CASABLANCA - A UN conference seeking to strengthen cooperation on international migration ended with divisions between countries. The conference, however, did adopt a migration pact despite the withdrawal of several countries, including the United States.

The non-binding Global Compact for Safe, Orderly and Regular Migration was approved by 164 countries in Marrakech during the 2-day conference.

“It is a sign that states have signed the Global Compact for Migration and it needs to be implemented now, including undocumented migrants’ right,” Michele LeVoy, director of the Platform for International Cooperation on Undocumented Migrants, posted on Twitter.

The United States and 15 other countries either opted out or expressed concerns about the agreement. Some said the pact would allow the United Nations to impose migration policies on its members and others claimed it will result in poverty and crime and steal jobs from taxpaying citizens.

Incoming Brazilian Foreign Minister Ernesto Araujo said Brasilia would withdraw when the new government takes office in January. “Because immigration cannot be dealt with as a global issue but according to each country’s reality and sovereignty,” Araujo said on Twitter.

A lawmaker from France’s far-right National Rally party lashed out at backers of the compact as “traitors of Marrakech,” echoing rising anti-immigration sentiment among populist governments.

However, UN Secretary-General Antonio Guterres insists the agreement is not legally binding. “It is a framework for international cooperation… We must not succumb to fear and false narratives,” he said.

Defenders of the pact argue that migrants deserve to be treated equally because they have played a significant role in the economic and social development of both rich and poor countries.

“What a shameful time to be alive, where International Human Rights Law is cast aside by far-right governments, where we turn our backs on those fleeing violence. The UN migration pact provides humane solutions to the biggest global challenge of the century,” tweeted Spanish activist Carlota Nunez Strutt.

The almost 40-page pact favours international cooperation on migration between all relevant actors, conceding that no country can handle the issue of migration alone. It respects the sovereignty of countries and the obligations of international law.

It details 23 objectives among which are the fight against the negative factors and the structural problems that push people to leave their country of origin, saving lives and the strengthening of the transnational action against migrant smuggling.

Moroccan Foreign Minister Nasser Bourita said: “We don’t want this compact just to be ink on paper.”

The conference took place as more African migrants, including Moroccans, are attempting to cross the Strait of Gibraltar despite treacherous conditions.

More than 57,000 migrants have reached Spain this year, most of them by sea, the UN High Commissioner for Refugees said. That figure represents a 130% increase over last year, making Spain the main point for migrants entering Europe.

However, the overall number of migrants crossing the Mediterranean has fallen approximately 30% from last year.

Morocco has seen a dramatic increase in the number of sub-Saharan migrants seeking to use the North African country as a threshold to reach Europe. However, thousands of those migrants have settled in Morocco in the last decade. Since September 2013 when Moroccan King Mohammed VI called for a new migration policy, Rabat has allowed thousands of migrants to regularise their status.
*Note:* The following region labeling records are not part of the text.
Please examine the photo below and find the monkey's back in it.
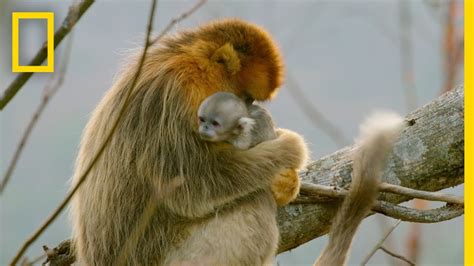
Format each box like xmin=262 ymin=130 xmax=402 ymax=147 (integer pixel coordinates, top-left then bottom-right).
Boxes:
xmin=248 ymin=104 xmax=277 ymax=147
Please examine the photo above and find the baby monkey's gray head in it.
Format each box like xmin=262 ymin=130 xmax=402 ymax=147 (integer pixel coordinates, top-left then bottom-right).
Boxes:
xmin=198 ymin=92 xmax=248 ymax=141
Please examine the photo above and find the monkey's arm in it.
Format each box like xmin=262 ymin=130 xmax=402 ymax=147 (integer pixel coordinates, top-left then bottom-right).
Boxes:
xmin=163 ymin=130 xmax=307 ymax=217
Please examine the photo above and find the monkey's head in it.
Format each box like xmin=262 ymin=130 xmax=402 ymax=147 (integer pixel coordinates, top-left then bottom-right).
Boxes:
xmin=121 ymin=19 xmax=283 ymax=147
xmin=198 ymin=92 xmax=251 ymax=142
xmin=159 ymin=19 xmax=283 ymax=103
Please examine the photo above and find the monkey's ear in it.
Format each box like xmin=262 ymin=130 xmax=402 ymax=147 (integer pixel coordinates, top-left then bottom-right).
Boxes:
xmin=211 ymin=43 xmax=240 ymax=75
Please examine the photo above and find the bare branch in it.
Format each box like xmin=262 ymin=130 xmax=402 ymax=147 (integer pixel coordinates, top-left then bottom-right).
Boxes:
xmin=292 ymin=182 xmax=464 ymax=223
xmin=373 ymin=201 xmax=464 ymax=223
xmin=380 ymin=183 xmax=464 ymax=205
xmin=0 ymin=34 xmax=72 ymax=195
xmin=296 ymin=182 xmax=464 ymax=205
xmin=278 ymin=86 xmax=464 ymax=252
xmin=379 ymin=246 xmax=415 ymax=266
xmin=0 ymin=0 xmax=94 ymax=111
xmin=360 ymin=220 xmax=402 ymax=266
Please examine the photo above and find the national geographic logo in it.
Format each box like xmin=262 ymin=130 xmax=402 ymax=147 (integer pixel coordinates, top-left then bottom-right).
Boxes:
xmin=12 ymin=12 xmax=54 ymax=72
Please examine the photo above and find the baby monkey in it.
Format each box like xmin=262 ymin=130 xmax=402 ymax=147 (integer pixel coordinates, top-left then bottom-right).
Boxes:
xmin=198 ymin=92 xmax=300 ymax=206
xmin=198 ymin=92 xmax=277 ymax=150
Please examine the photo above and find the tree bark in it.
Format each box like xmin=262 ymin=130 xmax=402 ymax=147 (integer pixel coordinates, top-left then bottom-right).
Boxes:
xmin=278 ymin=86 xmax=464 ymax=252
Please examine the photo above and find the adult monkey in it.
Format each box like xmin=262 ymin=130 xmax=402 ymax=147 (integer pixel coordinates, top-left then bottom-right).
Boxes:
xmin=71 ymin=19 xmax=307 ymax=265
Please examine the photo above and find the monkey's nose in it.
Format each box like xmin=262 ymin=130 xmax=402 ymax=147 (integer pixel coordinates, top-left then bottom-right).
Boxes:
xmin=199 ymin=131 xmax=214 ymax=140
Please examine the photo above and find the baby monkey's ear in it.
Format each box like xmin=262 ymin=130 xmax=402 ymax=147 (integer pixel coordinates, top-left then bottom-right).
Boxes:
xmin=211 ymin=43 xmax=240 ymax=75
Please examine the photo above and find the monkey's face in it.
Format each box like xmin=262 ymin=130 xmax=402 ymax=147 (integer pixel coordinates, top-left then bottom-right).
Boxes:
xmin=198 ymin=116 xmax=238 ymax=142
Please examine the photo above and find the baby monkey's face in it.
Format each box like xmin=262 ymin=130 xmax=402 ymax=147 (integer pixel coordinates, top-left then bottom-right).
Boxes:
xmin=198 ymin=92 xmax=247 ymax=141
xmin=198 ymin=111 xmax=238 ymax=142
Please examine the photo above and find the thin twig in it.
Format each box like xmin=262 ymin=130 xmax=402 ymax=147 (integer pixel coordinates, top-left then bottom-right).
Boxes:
xmin=0 ymin=0 xmax=94 ymax=111
xmin=379 ymin=246 xmax=415 ymax=266
xmin=286 ymin=73 xmax=350 ymax=146
xmin=0 ymin=35 xmax=72 ymax=195
xmin=398 ymin=1 xmax=417 ymax=112
xmin=150 ymin=0 xmax=207 ymax=45
xmin=360 ymin=220 xmax=402 ymax=266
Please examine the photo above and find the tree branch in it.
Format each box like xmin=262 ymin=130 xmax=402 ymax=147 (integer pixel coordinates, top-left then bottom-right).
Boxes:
xmin=278 ymin=86 xmax=464 ymax=252
xmin=0 ymin=0 xmax=94 ymax=111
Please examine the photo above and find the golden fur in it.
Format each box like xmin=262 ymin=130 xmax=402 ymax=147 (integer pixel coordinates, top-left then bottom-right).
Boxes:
xmin=71 ymin=19 xmax=307 ymax=265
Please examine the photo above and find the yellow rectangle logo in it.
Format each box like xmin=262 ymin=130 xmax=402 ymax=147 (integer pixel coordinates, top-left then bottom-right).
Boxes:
xmin=12 ymin=12 xmax=54 ymax=72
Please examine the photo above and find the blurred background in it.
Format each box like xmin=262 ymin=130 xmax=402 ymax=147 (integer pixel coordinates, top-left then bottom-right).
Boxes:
xmin=0 ymin=0 xmax=464 ymax=266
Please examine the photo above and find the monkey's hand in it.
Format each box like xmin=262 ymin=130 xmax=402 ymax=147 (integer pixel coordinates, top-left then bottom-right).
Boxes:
xmin=271 ymin=169 xmax=300 ymax=206
xmin=269 ymin=128 xmax=308 ymax=169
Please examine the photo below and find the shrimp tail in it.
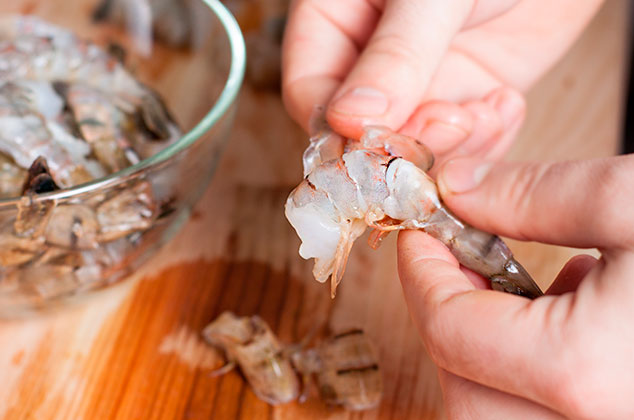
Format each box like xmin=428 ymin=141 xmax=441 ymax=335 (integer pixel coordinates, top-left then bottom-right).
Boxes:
xmin=491 ymin=257 xmax=543 ymax=299
xmin=447 ymin=221 xmax=543 ymax=299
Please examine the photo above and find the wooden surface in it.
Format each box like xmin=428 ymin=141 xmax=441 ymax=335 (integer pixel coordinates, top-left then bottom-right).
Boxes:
xmin=0 ymin=0 xmax=627 ymax=420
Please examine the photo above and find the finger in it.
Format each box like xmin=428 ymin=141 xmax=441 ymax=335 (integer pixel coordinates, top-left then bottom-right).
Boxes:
xmin=327 ymin=0 xmax=473 ymax=138
xmin=437 ymin=155 xmax=634 ymax=248
xmin=398 ymin=231 xmax=570 ymax=406
xmin=282 ymin=0 xmax=380 ymax=129
xmin=328 ymin=0 xmax=517 ymax=138
xmin=438 ymin=369 xmax=564 ymax=420
xmin=400 ymin=87 xmax=525 ymax=164
xmin=546 ymin=255 xmax=599 ymax=295
xmin=400 ymin=101 xmax=473 ymax=157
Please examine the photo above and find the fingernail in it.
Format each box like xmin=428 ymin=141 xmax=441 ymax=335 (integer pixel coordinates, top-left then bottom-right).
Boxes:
xmin=330 ymin=87 xmax=389 ymax=116
xmin=437 ymin=158 xmax=491 ymax=195
xmin=418 ymin=121 xmax=469 ymax=155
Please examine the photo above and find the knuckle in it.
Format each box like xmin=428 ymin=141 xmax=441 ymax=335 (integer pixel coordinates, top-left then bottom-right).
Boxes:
xmin=362 ymin=34 xmax=422 ymax=74
xmin=579 ymin=159 xmax=634 ymax=246
xmin=550 ymin=334 xmax=602 ymax=419
xmin=496 ymin=164 xmax=550 ymax=239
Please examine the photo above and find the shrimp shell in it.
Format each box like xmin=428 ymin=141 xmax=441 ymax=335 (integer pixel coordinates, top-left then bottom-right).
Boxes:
xmin=285 ymin=127 xmax=542 ymax=298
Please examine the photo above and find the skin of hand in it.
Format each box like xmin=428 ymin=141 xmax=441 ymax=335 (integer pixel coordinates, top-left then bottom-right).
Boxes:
xmin=398 ymin=155 xmax=634 ymax=419
xmin=282 ymin=0 xmax=601 ymax=160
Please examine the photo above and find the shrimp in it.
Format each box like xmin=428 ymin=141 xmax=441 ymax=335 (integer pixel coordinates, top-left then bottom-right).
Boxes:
xmin=0 ymin=83 xmax=98 ymax=187
xmin=57 ymin=84 xmax=140 ymax=172
xmin=0 ymin=15 xmax=147 ymax=103
xmin=93 ymin=0 xmax=209 ymax=49
xmin=292 ymin=329 xmax=383 ymax=410
xmin=0 ymin=152 xmax=26 ymax=198
xmin=285 ymin=127 xmax=542 ymax=298
xmin=203 ymin=312 xmax=300 ymax=404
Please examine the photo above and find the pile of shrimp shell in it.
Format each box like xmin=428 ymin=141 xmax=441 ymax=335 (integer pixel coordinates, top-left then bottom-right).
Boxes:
xmin=0 ymin=16 xmax=180 ymax=300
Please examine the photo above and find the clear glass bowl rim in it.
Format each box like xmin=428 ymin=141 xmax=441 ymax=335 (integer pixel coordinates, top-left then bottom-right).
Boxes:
xmin=0 ymin=0 xmax=246 ymax=210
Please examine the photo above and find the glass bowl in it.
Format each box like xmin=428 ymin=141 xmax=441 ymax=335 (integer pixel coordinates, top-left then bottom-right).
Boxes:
xmin=0 ymin=0 xmax=245 ymax=315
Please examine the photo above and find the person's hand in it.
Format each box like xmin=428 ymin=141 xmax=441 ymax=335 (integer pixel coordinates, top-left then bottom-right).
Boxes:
xmin=282 ymin=0 xmax=601 ymax=157
xmin=398 ymin=155 xmax=634 ymax=419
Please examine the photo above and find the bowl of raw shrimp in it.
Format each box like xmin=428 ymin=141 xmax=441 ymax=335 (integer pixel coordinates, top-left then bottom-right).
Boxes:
xmin=0 ymin=0 xmax=245 ymax=316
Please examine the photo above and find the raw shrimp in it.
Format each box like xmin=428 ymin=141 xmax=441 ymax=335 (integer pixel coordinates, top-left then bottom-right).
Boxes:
xmin=58 ymin=84 xmax=140 ymax=172
xmin=93 ymin=0 xmax=209 ymax=50
xmin=285 ymin=127 xmax=542 ymax=298
xmin=292 ymin=329 xmax=383 ymax=410
xmin=0 ymin=15 xmax=147 ymax=104
xmin=203 ymin=312 xmax=299 ymax=404
xmin=0 ymin=152 xmax=26 ymax=198
xmin=0 ymin=83 xmax=93 ymax=187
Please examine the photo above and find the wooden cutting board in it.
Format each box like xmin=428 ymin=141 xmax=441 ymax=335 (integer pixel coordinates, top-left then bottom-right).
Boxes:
xmin=0 ymin=0 xmax=627 ymax=420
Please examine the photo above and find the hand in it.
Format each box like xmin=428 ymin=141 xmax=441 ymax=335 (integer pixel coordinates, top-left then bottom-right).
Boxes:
xmin=398 ymin=155 xmax=634 ymax=419
xmin=283 ymin=0 xmax=601 ymax=155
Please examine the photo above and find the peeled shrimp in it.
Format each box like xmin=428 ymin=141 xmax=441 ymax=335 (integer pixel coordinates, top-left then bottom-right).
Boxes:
xmin=285 ymin=127 xmax=542 ymax=298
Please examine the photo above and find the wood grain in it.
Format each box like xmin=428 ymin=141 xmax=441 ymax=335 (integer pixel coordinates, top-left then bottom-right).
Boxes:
xmin=0 ymin=0 xmax=627 ymax=420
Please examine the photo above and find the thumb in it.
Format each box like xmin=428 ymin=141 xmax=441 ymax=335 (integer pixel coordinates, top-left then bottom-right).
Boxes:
xmin=437 ymin=155 xmax=634 ymax=249
xmin=327 ymin=0 xmax=515 ymax=138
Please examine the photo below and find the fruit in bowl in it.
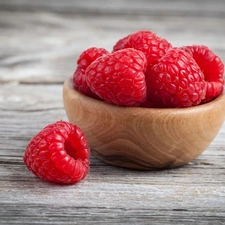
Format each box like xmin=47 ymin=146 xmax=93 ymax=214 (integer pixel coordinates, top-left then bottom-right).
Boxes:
xmin=63 ymin=31 xmax=225 ymax=170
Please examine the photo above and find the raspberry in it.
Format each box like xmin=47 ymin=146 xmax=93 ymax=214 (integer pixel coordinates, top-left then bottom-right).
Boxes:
xmin=146 ymin=48 xmax=206 ymax=107
xmin=73 ymin=47 xmax=109 ymax=98
xmin=23 ymin=121 xmax=90 ymax=184
xmin=113 ymin=30 xmax=172 ymax=70
xmin=182 ymin=45 xmax=224 ymax=102
xmin=86 ymin=48 xmax=147 ymax=106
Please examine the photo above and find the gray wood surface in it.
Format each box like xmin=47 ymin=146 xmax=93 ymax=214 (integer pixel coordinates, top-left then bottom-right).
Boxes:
xmin=0 ymin=0 xmax=225 ymax=225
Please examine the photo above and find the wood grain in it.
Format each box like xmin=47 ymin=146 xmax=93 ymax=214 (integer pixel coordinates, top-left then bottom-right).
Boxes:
xmin=63 ymin=77 xmax=225 ymax=170
xmin=0 ymin=0 xmax=225 ymax=225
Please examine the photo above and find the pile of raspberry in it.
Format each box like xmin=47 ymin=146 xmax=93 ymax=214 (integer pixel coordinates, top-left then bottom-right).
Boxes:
xmin=73 ymin=30 xmax=224 ymax=108
xmin=23 ymin=31 xmax=224 ymax=184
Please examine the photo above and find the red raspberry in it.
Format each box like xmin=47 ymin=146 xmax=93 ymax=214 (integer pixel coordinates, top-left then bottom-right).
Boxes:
xmin=73 ymin=47 xmax=109 ymax=98
xmin=182 ymin=45 xmax=224 ymax=102
xmin=86 ymin=48 xmax=147 ymax=106
xmin=113 ymin=30 xmax=172 ymax=70
xmin=146 ymin=48 xmax=206 ymax=107
xmin=23 ymin=121 xmax=90 ymax=184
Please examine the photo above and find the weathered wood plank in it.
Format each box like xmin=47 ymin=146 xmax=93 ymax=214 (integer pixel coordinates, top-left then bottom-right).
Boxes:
xmin=0 ymin=0 xmax=225 ymax=17
xmin=0 ymin=9 xmax=225 ymax=83
xmin=0 ymin=84 xmax=225 ymax=225
xmin=0 ymin=0 xmax=225 ymax=225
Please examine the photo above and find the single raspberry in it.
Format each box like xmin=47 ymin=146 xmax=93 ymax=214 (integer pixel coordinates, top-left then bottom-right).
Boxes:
xmin=146 ymin=48 xmax=206 ymax=107
xmin=23 ymin=121 xmax=90 ymax=184
xmin=182 ymin=45 xmax=224 ymax=102
xmin=86 ymin=48 xmax=147 ymax=106
xmin=73 ymin=47 xmax=109 ymax=98
xmin=113 ymin=30 xmax=172 ymax=70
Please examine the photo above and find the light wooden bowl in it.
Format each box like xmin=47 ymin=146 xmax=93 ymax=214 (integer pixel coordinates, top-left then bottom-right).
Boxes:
xmin=63 ymin=78 xmax=225 ymax=170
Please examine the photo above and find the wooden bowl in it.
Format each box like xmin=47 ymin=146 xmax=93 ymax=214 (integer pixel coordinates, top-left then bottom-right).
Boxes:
xmin=63 ymin=78 xmax=225 ymax=170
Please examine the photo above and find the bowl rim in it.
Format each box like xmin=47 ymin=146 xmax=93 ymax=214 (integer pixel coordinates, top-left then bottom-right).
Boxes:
xmin=63 ymin=76 xmax=225 ymax=114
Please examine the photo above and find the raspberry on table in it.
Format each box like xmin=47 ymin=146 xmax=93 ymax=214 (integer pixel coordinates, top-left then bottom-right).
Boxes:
xmin=182 ymin=45 xmax=224 ymax=103
xmin=73 ymin=47 xmax=109 ymax=98
xmin=23 ymin=121 xmax=90 ymax=184
xmin=113 ymin=30 xmax=172 ymax=70
xmin=86 ymin=48 xmax=147 ymax=106
xmin=146 ymin=48 xmax=206 ymax=108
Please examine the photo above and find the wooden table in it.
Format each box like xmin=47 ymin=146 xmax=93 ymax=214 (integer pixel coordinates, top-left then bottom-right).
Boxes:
xmin=0 ymin=0 xmax=225 ymax=225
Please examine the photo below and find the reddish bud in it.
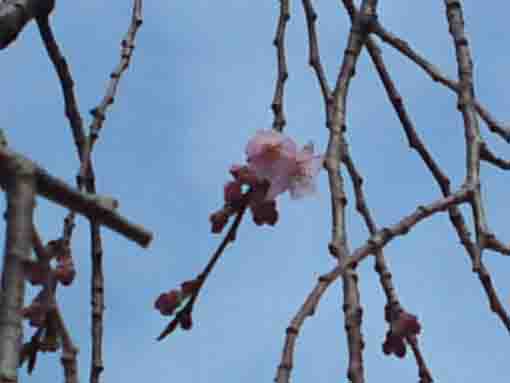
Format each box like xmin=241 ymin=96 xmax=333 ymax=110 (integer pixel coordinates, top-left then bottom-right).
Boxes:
xmin=23 ymin=261 xmax=50 ymax=285
xmin=21 ymin=301 xmax=48 ymax=327
xmin=54 ymin=255 xmax=76 ymax=286
xmin=154 ymin=290 xmax=182 ymax=316
xmin=383 ymin=311 xmax=421 ymax=358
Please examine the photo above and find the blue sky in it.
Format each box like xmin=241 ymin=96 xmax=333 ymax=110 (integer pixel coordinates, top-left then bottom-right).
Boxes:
xmin=0 ymin=0 xmax=510 ymax=383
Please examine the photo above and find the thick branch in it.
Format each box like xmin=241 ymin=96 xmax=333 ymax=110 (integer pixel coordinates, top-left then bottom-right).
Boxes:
xmin=0 ymin=148 xmax=152 ymax=247
xmin=0 ymin=160 xmax=36 ymax=383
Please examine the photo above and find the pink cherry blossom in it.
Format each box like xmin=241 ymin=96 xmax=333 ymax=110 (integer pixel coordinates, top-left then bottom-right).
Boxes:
xmin=246 ymin=130 xmax=323 ymax=201
xmin=246 ymin=130 xmax=297 ymax=187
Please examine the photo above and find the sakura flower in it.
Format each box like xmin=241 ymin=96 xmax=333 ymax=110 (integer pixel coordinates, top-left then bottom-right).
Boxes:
xmin=246 ymin=130 xmax=323 ymax=201
xmin=223 ymin=181 xmax=243 ymax=203
xmin=246 ymin=130 xmax=297 ymax=188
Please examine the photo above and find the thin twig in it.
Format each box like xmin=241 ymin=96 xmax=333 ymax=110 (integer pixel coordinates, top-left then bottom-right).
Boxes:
xmin=37 ymin=17 xmax=87 ymax=160
xmin=373 ymin=19 xmax=510 ymax=143
xmin=157 ymin=202 xmax=251 ymax=341
xmin=0 ymin=147 xmax=152 ymax=246
xmin=0 ymin=160 xmax=37 ymax=383
xmin=271 ymin=0 xmax=290 ymax=132
xmin=275 ymin=188 xmax=473 ymax=383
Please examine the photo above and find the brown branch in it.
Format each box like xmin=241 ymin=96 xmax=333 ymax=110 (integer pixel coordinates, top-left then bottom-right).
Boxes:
xmin=275 ymin=0 xmax=377 ymax=383
xmin=303 ymin=0 xmax=331 ymax=104
xmin=480 ymin=142 xmax=510 ymax=170
xmin=343 ymin=0 xmax=510 ymax=329
xmin=0 ymin=0 xmax=55 ymax=49
xmin=84 ymin=0 xmax=142 ymax=383
xmin=157 ymin=202 xmax=248 ymax=341
xmin=406 ymin=335 xmax=434 ymax=383
xmin=0 ymin=147 xmax=152 ymax=246
xmin=370 ymin=20 xmax=510 ymax=143
xmin=0 ymin=160 xmax=36 ymax=383
xmin=275 ymin=188 xmax=474 ymax=383
xmin=53 ymin=306 xmax=78 ymax=383
xmin=271 ymin=0 xmax=290 ymax=132
xmin=444 ymin=0 xmax=491 ymax=292
xmin=37 ymin=16 xmax=87 ymax=160
xmin=319 ymin=0 xmax=377 ymax=383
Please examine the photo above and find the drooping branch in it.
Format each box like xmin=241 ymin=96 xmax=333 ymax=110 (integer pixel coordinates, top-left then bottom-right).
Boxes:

The Moroccan initiative to fight illegal immigration set a precedent in Africa.

A study by Moroccan think-tank OCP Policy Centre said seven out of ten migrants from West Africa remain on the continent.

Suliman, a 27-year-old from Cote d’Ivoire, is seeking to fulfil his dream of becoming a professional football player.

“I came to Morocco seven months ago to join a football team but the legal rules here are a bit difficult to accept a foreign player,” said Suliman who is working in the construction sector in Casablanca. “I will try hard to find a team although it’s tough. At least I earn better here than in my country.”